Jetzt könnte man doch auf den revolutionären Gedanken kommen, eine allgemein zugängliche Datenbank zu schaffen, die das Vergleichen der verschiedenen Verträge mit verschiedenen Betreibern an verschiedenen Orten möglich macht. Um so eine einheitliche Preisstruktur und bessere Verhandlungsbasis zu bekommen. Das würde aber eine Zusammenarbeit der Bundesländer, der Gemeinden und Kreise bedingen -und damit haben wir es ja nicht so sehr in unserem schönen Lande.
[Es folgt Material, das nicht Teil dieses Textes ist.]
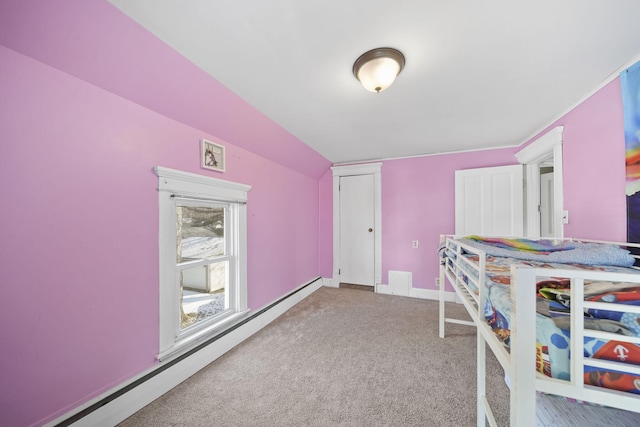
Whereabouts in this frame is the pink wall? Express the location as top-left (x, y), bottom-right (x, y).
top-left (0, 0), bottom-right (330, 178)
top-left (0, 46), bottom-right (325, 426)
top-left (532, 78), bottom-right (627, 241)
top-left (382, 149), bottom-right (517, 289)
top-left (368, 78), bottom-right (626, 289)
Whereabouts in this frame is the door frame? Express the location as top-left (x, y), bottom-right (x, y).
top-left (515, 126), bottom-right (564, 238)
top-left (331, 162), bottom-right (382, 287)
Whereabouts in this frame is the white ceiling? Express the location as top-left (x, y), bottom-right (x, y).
top-left (110, 0), bottom-right (640, 163)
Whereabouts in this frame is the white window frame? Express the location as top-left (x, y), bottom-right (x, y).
top-left (154, 166), bottom-right (251, 361)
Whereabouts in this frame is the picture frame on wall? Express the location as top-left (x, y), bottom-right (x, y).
top-left (200, 139), bottom-right (226, 172)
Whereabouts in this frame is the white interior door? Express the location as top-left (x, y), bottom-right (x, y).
top-left (455, 165), bottom-right (524, 236)
top-left (540, 173), bottom-right (555, 237)
top-left (340, 175), bottom-right (377, 286)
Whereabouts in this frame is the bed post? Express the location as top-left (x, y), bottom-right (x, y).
top-left (476, 329), bottom-right (487, 427)
top-left (438, 234), bottom-right (446, 338)
top-left (508, 265), bottom-right (536, 427)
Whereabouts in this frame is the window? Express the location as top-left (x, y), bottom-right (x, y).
top-left (155, 166), bottom-right (250, 360)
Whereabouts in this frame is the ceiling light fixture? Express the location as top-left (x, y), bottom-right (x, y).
top-left (353, 47), bottom-right (404, 92)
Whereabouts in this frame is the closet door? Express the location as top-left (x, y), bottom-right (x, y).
top-left (455, 165), bottom-right (524, 237)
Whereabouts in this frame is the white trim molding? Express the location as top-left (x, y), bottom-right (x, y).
top-left (515, 126), bottom-right (564, 238)
top-left (45, 278), bottom-right (322, 427)
top-left (154, 166), bottom-right (251, 361)
top-left (331, 162), bottom-right (382, 286)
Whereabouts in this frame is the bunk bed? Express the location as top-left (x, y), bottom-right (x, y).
top-left (439, 236), bottom-right (640, 427)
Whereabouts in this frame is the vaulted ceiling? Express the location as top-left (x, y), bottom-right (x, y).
top-left (110, 0), bottom-right (640, 163)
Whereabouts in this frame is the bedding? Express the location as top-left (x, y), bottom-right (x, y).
top-left (448, 236), bottom-right (640, 394)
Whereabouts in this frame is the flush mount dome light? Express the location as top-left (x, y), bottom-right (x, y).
top-left (353, 47), bottom-right (404, 92)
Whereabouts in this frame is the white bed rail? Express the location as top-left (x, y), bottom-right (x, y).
top-left (439, 236), bottom-right (640, 427)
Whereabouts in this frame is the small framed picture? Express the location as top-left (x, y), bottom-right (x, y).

Zur weiteren Erbauung empfehle ich das Lesen des Artikels. Was hat das nun alles mit meiner Steuererklärung zu tun? Ganz einfach. Ich orientiere mich an der Politik – schließlich gibt die ja die Richtschnur vor. Und wenn ganze Landkreise Kosten schätzen dürfen, statt sie genau aufzuführen, zu kalkulieren und zu verbuchen, dann darf ich als kleiner unbedeutender Bürger das wohl schon lange. In diesem Jahr werde ich meine Steuererklärung also Pi mal Daumen machen. Denn mir fehlt, ganz wie dem Fachmann für Finanzen des Deutschen Städtetages, „… der Überblick, welche Kosten …tatsächlich anfallen“. Da runde ich also sicherheitshalber meine Werbungs- und sonstigen Kosten ein wenig nach oben auf. Da die Städte mit ihrer Vorgehensweise ordentlich Geld fordern und erhalten, wird mir das sicher auch gelingen. Das spart mir Unmengen an Zeit und bringt Geld. Womit wir wieder am Anfang des Artikels wären: Zeit ist Geld.